February 20, 3:30 a.m. – Under a banner that read, “The Whole World is Watching,” fifty-four students, workers and concerned community members slept in the office of University of Wisconsin Chancellor, David Ward. They occupied the chief administrator's office to protest university links to sweatshop labor. The peaceful scene was shattered by the approach of over 60 police dressed in riot gear, with billy clubs at their side and tear gas rifles ready.
Four Days Earlier: Occupation Begins
The occupation of the chancellor's office started 4 days earlier, on February 16. Seven students entered the office, demanding a meeting with Chancellor David Ward to discuss the University's ties to sweatshop labor. A cop pulled the shades and locked the doors, isolating the seven from the 300 other demonstrators that had marched into the building.
Two hours later, six armed police officers entered the building carrying large bags of tools. Representatives of the protesters approached the police to find out what they were up to. The police responded with pepper gas. “They sprayed us without warning,” said one victim of the police violence.
As the cloud of pepper spray filled the hall, students and workers sat cross-legged and sang, “We Shall Not Be Moved.” The occupiers were determined to stay until the Chancellor addressed their demands.
UW T-shirts, sweatshirts and other logo apparel are made in sweatshops. The University receives millions of dollars each year from this exploitation. The protesters' demands, focused around the monitoring of factory conditions where UW logo apparel is made, came out of five years of coalition work between students, unions and the community.

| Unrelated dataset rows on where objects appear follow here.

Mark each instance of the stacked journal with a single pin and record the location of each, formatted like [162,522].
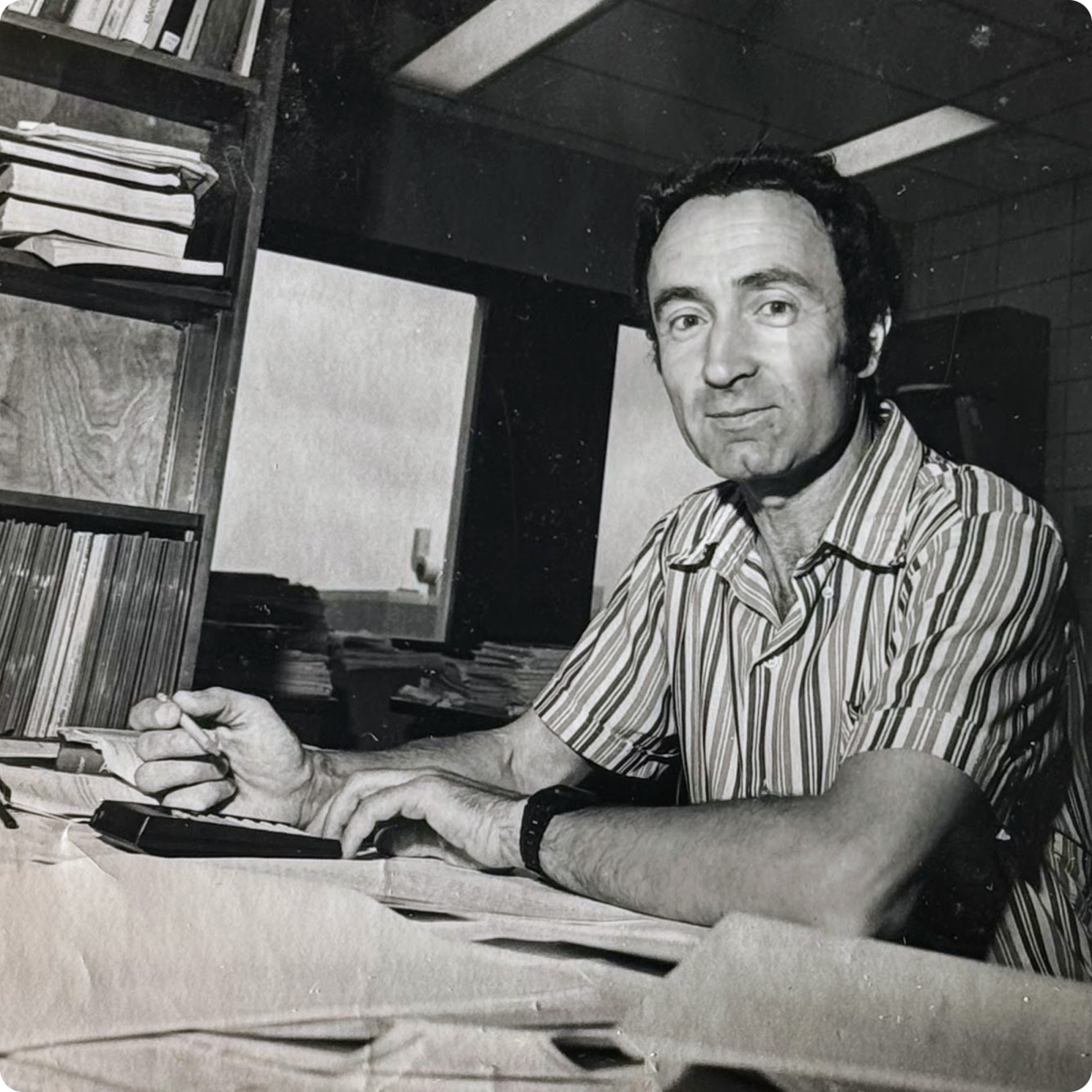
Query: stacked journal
[500,681]
[88,623]
[218,33]
[79,197]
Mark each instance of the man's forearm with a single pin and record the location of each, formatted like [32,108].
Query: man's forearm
[517,758]
[776,857]
[481,756]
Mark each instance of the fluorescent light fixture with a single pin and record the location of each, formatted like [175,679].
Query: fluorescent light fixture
[906,139]
[496,36]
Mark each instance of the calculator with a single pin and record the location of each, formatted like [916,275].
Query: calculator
[174,833]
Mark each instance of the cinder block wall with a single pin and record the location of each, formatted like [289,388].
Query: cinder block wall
[1035,252]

Over one year ago, the administration agreed to pull out of contracts with clothing companies that didn't provide a living wage, give out locations of their factories, or provide guarantees against the exploitation of women in these factories. As of the deadline on February 12, none of these conditions were met.
The occupiers also demanded that the University pull out of the corporate-controlled Fair Labor Association (FLA), and fully affiliate with the Worker's Rights Consortium (WRC). The Worker's Rights Consortium is a monitoring group that focuses on the right of workers to organize, and on developing relationships with worker groups where the clothes are made.
By 8:00 p.m., February 16, Ward bowed to community pressure, saying that the UW would stop participation in the FLA, becoming the second university in the country to make this move. Two days later Ward announced the UW's “provisional” membership in the WRC, but the protesters wanted an explicit commitment to worker's rights. They vowed to stay until such a commitment was made. Ward made it clear that the protesters would be allowed to stay through Monday.
54 Arrests
Chancellor Ward broke his promise. The riot cops entered Bascom Hall early Sunday morning, February 20. Despite the intimidation tactics, the crowd of sixty, including seven protesters locked to each other with U-shaped bicycle locks, was in good spirits.
As the police counted down five minutes before they would start arresting people, the crowd sang “Strangers in the Night” and “I Feel Good.” Police, attempting to remove people from the office, applied pain holds. By 5:30 a.m., only the seven protesters U-locked by the neck remained in the office. The police said that they had no experience with the U-lock tactic, and were unsure how to remove them. One protester who was U-locked stated, “It was horrifying, they had to put wet towels on our heads to prevent the sparks from starting us on fire.”
By Sunday night, at 9:00 p.m., all 54 protesters were out of jail, some after being kept in isolation.
The occupation was the biggest civil disobedience on the UW campus since 1971. The community has vowed to keep pressure on the administration to end its ties to sweatshop labor.